At every step, The Wachowski Sisters wear their influences on their sleeves. The future is reminiscent of the bleak industrial landscapes of The Terminator. Not to mention, there are machines that echo the tentacled designs of H.P. Lovecraft. The actual inside of The Matrix combines a cyberpunk feel with action sequences lifting directly from Hong Kong action cinema and anime. Then there’s the unforgettable costume design that bears more than a passing resemblance to S&M subculture. This inspiration coalesces into one of the most unique and badass fictional universes ever put to screen.
It’s the type of place in which you want to write your own stories. The story that the Wachowski Sisters tell here, however, proves more than sufficient. Neo goes through the typical Hero’s Journey, as outlined by Joseph Campbell, meeting all sorts of great characters along the way. There’s Morpheus, of course, and Carrie Anne-Moss’s tough-as-nails, driven femme fatale of Trinity. Then we get to the crew of the shifty Cypher, hard-ass Switch, and the loyal Tank. Most memorable is the villain of the piece – Agent Smith (Hugo Weaving).
A sentient program, Agent Smith is everything “square” personified. He’s an oversized caricature of “The Man”, bringing with him an explosive malevolence that makes him the perfect aggressor to the inquisitive Neo. When these two come to blows, we get some doozies of action scenes. Speaking of which…
The biggest contribution that The Matrix has made to cinema is in the way it frames its action. In the film, Neo constantly breaks the rules of the reality of The Matrix, displaying superhuman agility and speed. The Matrix shows this through magnificent wirework and fight choreography that stands up to the very best of martial arts films. Not being bound by the rules of reality allows the film to push into the territory that only the best anime previously occupied.
Furthermore, there is an onslaught of inventive camera movements. The “bullet dodging” scene is a watershed moment in film history. It showed that anything, no matter how massive, can be visualized with enough ingenuity. This among other set-pieces such as Neo and Trinity’s building break-in crackle to this day with an energy that’s frankly hard to believe. It’s jaw-dropping. Revolutionary. When the triumphant score by Don Davis kicks in as Neo fights Agent Smith, you’re empowered not only in the fantasy of the movie but also with the realization that anything can be done onscreen.

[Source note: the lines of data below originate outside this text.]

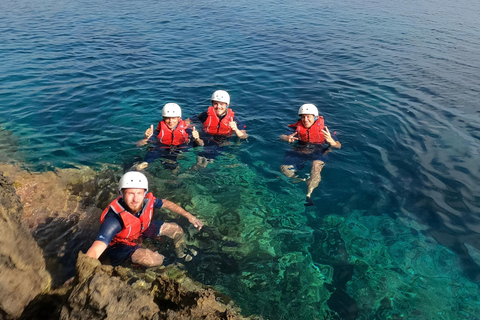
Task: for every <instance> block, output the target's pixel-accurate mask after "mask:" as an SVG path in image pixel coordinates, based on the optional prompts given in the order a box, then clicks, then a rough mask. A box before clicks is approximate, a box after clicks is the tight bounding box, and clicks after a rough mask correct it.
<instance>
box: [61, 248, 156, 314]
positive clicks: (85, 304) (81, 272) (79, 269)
mask: <svg viewBox="0 0 480 320" xmlns="http://www.w3.org/2000/svg"><path fill="white" fill-rule="evenodd" d="M77 272H78V284H77V285H76V286H75V287H74V288H73V290H72V292H71V294H70V296H69V298H68V300H67V302H66V304H65V305H64V306H63V308H62V311H61V315H60V318H61V319H62V320H75V319H115V320H122V319H125V320H127V319H128V320H135V319H139V320H140V319H142V320H143V319H158V312H159V308H158V306H157V305H156V304H155V303H154V302H153V297H152V296H151V295H150V294H148V292H147V291H143V290H135V289H133V288H132V287H131V286H129V285H128V284H127V283H125V282H124V281H122V280H121V279H120V278H119V277H114V276H113V277H112V276H111V275H112V273H113V267H110V266H102V265H101V264H100V262H99V261H98V260H95V259H91V258H88V257H87V256H86V255H84V254H82V253H80V254H79V257H78V260H77Z"/></svg>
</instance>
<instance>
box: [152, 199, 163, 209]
mask: <svg viewBox="0 0 480 320" xmlns="http://www.w3.org/2000/svg"><path fill="white" fill-rule="evenodd" d="M153 207H154V208H161V207H163V200H162V199H155V202H154V204H153Z"/></svg>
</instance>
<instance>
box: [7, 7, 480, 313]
mask: <svg viewBox="0 0 480 320" xmlns="http://www.w3.org/2000/svg"><path fill="white" fill-rule="evenodd" d="M479 16H480V7H479V6H478V4H477V3H476V2H474V1H469V0H461V1H460V2H455V3H453V2H449V1H445V0H440V1H435V2H433V1H428V0H421V1H420V2H406V3H405V2H403V3H402V2H398V1H383V2H379V1H373V0H369V1H356V0H348V1H344V2H341V3H338V2H337V1H335V2H334V1H268V0H260V1H257V2H255V3H252V2H246V1H236V2H235V3H233V2H232V3H229V2H224V1H210V0H208V1H204V2H198V1H195V2H194V1H185V2H178V1H162V2H159V1H145V0H139V1H134V2H132V1H115V2H113V1H71V0H66V1H63V2H61V3H58V2H57V1H50V0H44V1H27V0H20V1H9V0H4V1H2V2H0V43H1V45H0V124H1V126H2V131H1V135H0V136H1V139H0V141H1V142H2V144H1V148H2V155H1V156H0V157H1V160H2V161H12V159H16V160H17V161H21V162H26V163H28V164H29V166H31V168H35V169H37V170H49V169H53V168H56V167H59V168H65V167H75V166H79V165H88V166H95V167H99V166H100V165H102V164H105V163H106V164H118V165H121V166H123V167H125V168H126V167H128V166H130V165H131V164H132V163H133V162H135V161H138V160H140V159H141V158H142V157H143V155H144V154H145V152H146V150H145V149H144V148H137V147H135V142H136V141H137V140H139V139H140V138H141V137H142V135H143V131H144V130H145V129H146V128H147V127H148V125H150V124H155V123H156V122H157V121H158V120H159V117H160V114H161V113H160V109H161V106H162V105H163V104H164V103H167V102H172V101H174V102H177V103H179V104H180V105H181V106H182V108H183V112H184V114H185V115H186V116H192V115H195V114H198V113H200V112H202V111H204V110H205V109H206V107H207V106H208V103H209V97H210V95H211V93H212V92H213V91H214V90H216V89H224V90H227V91H229V92H230V94H231V96H232V108H233V109H234V110H235V112H237V114H238V115H239V116H240V117H241V118H242V120H243V121H244V122H245V123H246V124H247V130H248V132H249V134H250V138H249V139H248V142H243V143H241V144H240V145H236V144H235V145H233V146H231V148H229V149H227V151H226V154H225V155H224V157H223V158H220V159H218V161H216V163H214V164H213V165H212V166H209V167H208V168H207V169H206V170H204V171H201V172H196V173H192V172H189V171H188V170H186V168H188V167H189V166H190V165H192V164H193V162H194V156H195V155H194V153H191V154H188V155H187V156H186V157H185V158H184V159H183V160H182V161H183V164H182V163H181V165H182V168H184V169H182V170H183V171H182V173H181V174H180V175H179V177H178V179H179V181H181V182H180V184H179V185H176V186H175V187H171V186H166V187H165V186H160V187H158V188H159V190H162V191H163V192H165V193H166V194H167V195H168V196H169V197H172V198H173V199H175V200H178V201H182V203H187V202H188V199H187V198H192V199H193V200H192V203H193V204H192V205H193V206H194V208H195V210H197V211H198V212H199V216H201V217H202V218H204V219H205V220H207V222H208V223H209V225H210V226H211V227H212V228H216V229H215V230H217V231H218V232H219V234H221V235H222V236H224V237H225V241H232V242H226V243H227V244H231V245H232V247H231V248H232V249H226V248H225V247H224V248H222V250H223V252H226V251H228V250H230V251H231V256H232V257H233V258H231V257H230V256H229V259H223V260H222V261H223V262H218V261H213V262H212V261H210V260H208V259H207V258H205V259H204V260H202V261H203V264H199V265H198V268H197V269H195V270H191V272H192V273H193V274H195V276H196V277H197V278H198V279H199V280H203V281H205V282H207V283H209V284H212V285H216V286H217V287H218V288H219V289H221V290H223V291H224V292H226V293H228V294H231V295H232V296H233V297H234V298H235V299H236V300H237V301H238V302H239V303H240V305H241V307H242V308H243V309H244V310H245V311H247V312H251V313H260V314H262V315H263V316H264V317H266V318H271V319H280V318H286V319H287V318H299V319H300V318H305V319H311V318H314V317H317V318H322V317H324V315H325V314H330V315H331V317H332V318H335V316H333V314H334V312H336V313H337V314H339V317H340V318H345V319H348V318H351V319H353V318H357V317H358V318H362V319H373V318H375V317H377V318H381V319H383V318H385V319H388V318H389V317H390V318H394V317H395V315H396V316H397V317H401V316H403V317H404V318H410V319H413V318H416V319H432V318H435V317H437V318H439V319H450V318H452V319H453V318H456V317H458V318H460V319H474V318H480V311H479V310H480V307H479V306H478V305H477V303H478V300H479V299H478V289H477V285H478V281H479V279H480V278H479V275H480V267H479V266H480V245H478V243H480V241H479V240H480V237H479V232H480V228H479V226H478V223H479V217H478V213H479V211H480V210H479V208H480V197H479V194H480V187H479V184H478V181H479V178H480V165H479V161H478V158H479V157H478V156H479V153H480V152H479V150H480V143H479V138H480V108H479V107H478V100H479V98H480V94H479V91H480V89H479V88H480V76H479V75H480V63H479V60H478V52H480V40H479V39H480V26H479V24H478V17H479ZM305 102H310V103H314V104H316V105H317V106H318V107H319V109H320V112H321V114H323V116H324V117H325V121H326V123H327V125H328V126H329V128H330V129H333V130H335V131H337V132H338V137H339V139H340V141H341V142H342V145H343V147H342V149H341V150H336V151H335V152H333V153H331V154H330V160H329V162H328V163H327V165H326V167H325V169H324V170H323V174H322V182H321V184H320V187H319V188H318V189H317V190H316V191H315V192H314V194H313V199H314V201H315V202H316V204H317V206H316V207H314V208H307V209H305V208H304V207H303V205H302V201H303V195H304V192H305V185H304V184H292V183H291V182H289V181H288V180H287V179H284V178H281V177H280V176H281V174H280V172H279V165H280V163H281V159H282V157H283V154H284V153H285V151H287V150H288V149H289V148H290V147H289V146H288V145H287V144H286V143H283V142H280V141H279V140H278V136H279V135H280V134H282V133H285V128H286V127H285V125H286V124H288V123H292V122H293V121H295V119H296V117H295V115H296V111H297V110H298V107H299V106H300V105H301V104H302V103H305ZM149 174H150V175H151V177H152V178H153V177H160V176H161V175H162V174H165V173H162V172H161V169H159V168H156V167H155V166H153V167H152V168H151V169H150V170H149ZM166 174H167V175H168V173H166ZM279 177H280V178H279ZM159 183H160V182H159ZM239 225H241V227H240V226H239ZM227 226H228V228H227ZM241 239H244V240H241ZM201 240H202V238H199V239H198V241H200V242H201ZM203 240H205V239H203ZM240 240H241V241H244V242H242V244H241V245H240V246H237V247H235V246H234V245H233V244H232V243H233V242H239V241H240ZM241 241H240V242H241ZM226 247H228V246H226ZM245 247H248V249H246V248H245ZM235 248H240V249H239V251H241V252H242V254H240V253H238V252H237V253H235ZM405 248H407V249H408V250H405ZM217 249H218V248H217ZM205 250H206V251H208V250H207V249H205ZM219 250H220V249H219ZM206 256H207V255H206ZM207 257H208V256H207ZM211 259H214V258H211ZM215 259H216V258H215ZM232 259H233V260H232ZM225 261H229V262H228V263H226V262H225ZM217 262H218V263H217ZM232 266H233V267H232ZM222 268H223V269H222ZM227 271H228V272H227ZM208 275H214V276H211V277H209V276H208ZM455 284H457V287H456V285H455ZM458 284H461V287H463V289H458ZM439 288H441V290H440V289H439ZM445 288H448V289H447V290H444V289H445ZM427 291H428V292H438V291H442V295H443V296H442V297H433V296H428V295H427V294H426V293H425V292H427ZM298 310H302V312H298ZM332 310H333V311H332ZM427 310H436V311H435V312H436V313H435V316H432V313H428V312H430V311H427ZM432 312H433V311H432ZM449 312H450V313H449Z"/></svg>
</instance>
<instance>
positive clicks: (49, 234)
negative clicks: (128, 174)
mask: <svg viewBox="0 0 480 320" xmlns="http://www.w3.org/2000/svg"><path fill="white" fill-rule="evenodd" d="M0 171H3V172H4V173H5V175H6V176H8V177H9V178H10V179H11V180H12V181H14V186H15V190H16V193H17V194H18V195H19V196H20V200H21V202H22V203H23V207H24V210H23V211H22V214H21V215H18V219H19V220H21V222H22V223H23V225H24V226H25V227H26V228H28V229H29V231H30V232H31V234H32V235H33V237H34V239H35V240H36V241H37V244H38V245H39V246H40V248H41V249H42V250H43V255H44V258H45V259H46V263H47V270H48V271H49V272H50V274H51V275H52V277H53V279H52V281H53V282H52V285H53V286H54V287H57V286H60V285H61V284H63V283H64V282H65V281H66V280H67V279H69V278H71V277H73V276H74V274H75V261H76V258H77V255H78V252H80V251H83V252H86V251H87V250H88V248H89V247H90V245H91V244H92V243H93V241H94V239H95V236H96V233H97V231H98V229H99V226H100V214H101V213H102V209H99V206H101V205H105V206H106V204H104V199H103V198H104V197H109V198H110V199H109V201H111V199H113V198H115V196H116V192H117V191H116V184H117V182H116V179H117V175H119V174H120V173H119V168H116V169H109V168H101V169H100V170H98V171H95V170H93V169H92V168H89V167H81V168H77V169H57V170H55V171H54V172H53V171H48V172H29V171H27V170H24V169H22V168H20V167H18V166H14V165H10V164H0ZM100 190H101V191H102V192H100Z"/></svg>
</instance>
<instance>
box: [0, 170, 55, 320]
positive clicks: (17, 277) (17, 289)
mask: <svg viewBox="0 0 480 320" xmlns="http://www.w3.org/2000/svg"><path fill="white" fill-rule="evenodd" d="M21 214H22V203H21V201H20V198H19V196H18V195H17V194H16V193H15V188H14V186H13V183H12V182H11V181H10V180H9V179H8V178H6V177H5V176H4V175H3V173H1V172H0V235H1V237H0V288H1V290H0V319H16V318H18V317H20V315H21V314H22V312H23V310H24V308H25V307H26V306H27V305H28V303H29V302H30V301H32V300H33V299H34V298H35V296H37V295H38V294H40V293H42V292H46V291H48V290H49V288H50V282H51V279H50V275H49V274H48V273H47V272H46V270H45V269H46V266H45V261H44V259H43V255H42V250H41V249H40V248H39V247H38V245H37V244H36V243H35V241H34V239H33V237H32V236H31V235H30V233H29V232H28V231H27V230H26V229H25V228H24V227H23V226H22V225H21V223H20V218H21Z"/></svg>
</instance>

You could say the same for the rest of the film. The Matrix is a perfect storm of elements that combines to make an honest-to-God masterpiece. You could take the film for its philosophy, for its characters, its visuals, its action, or score and walk away with your mind blown. There are all sorts of different readings for this film, such as many articles interpreting the film as a treatise on trans identity, as the directors are trans women themselves. No matter what you take away from The Matrix, it’s bound to leave a large impact in your life. So whether you’re watching it for the first, second, or one-thousandth time, celebrate this unparalleled piece of cinema and enter The Matrix.
The Matrix is now in theaters, on home video and digital HD.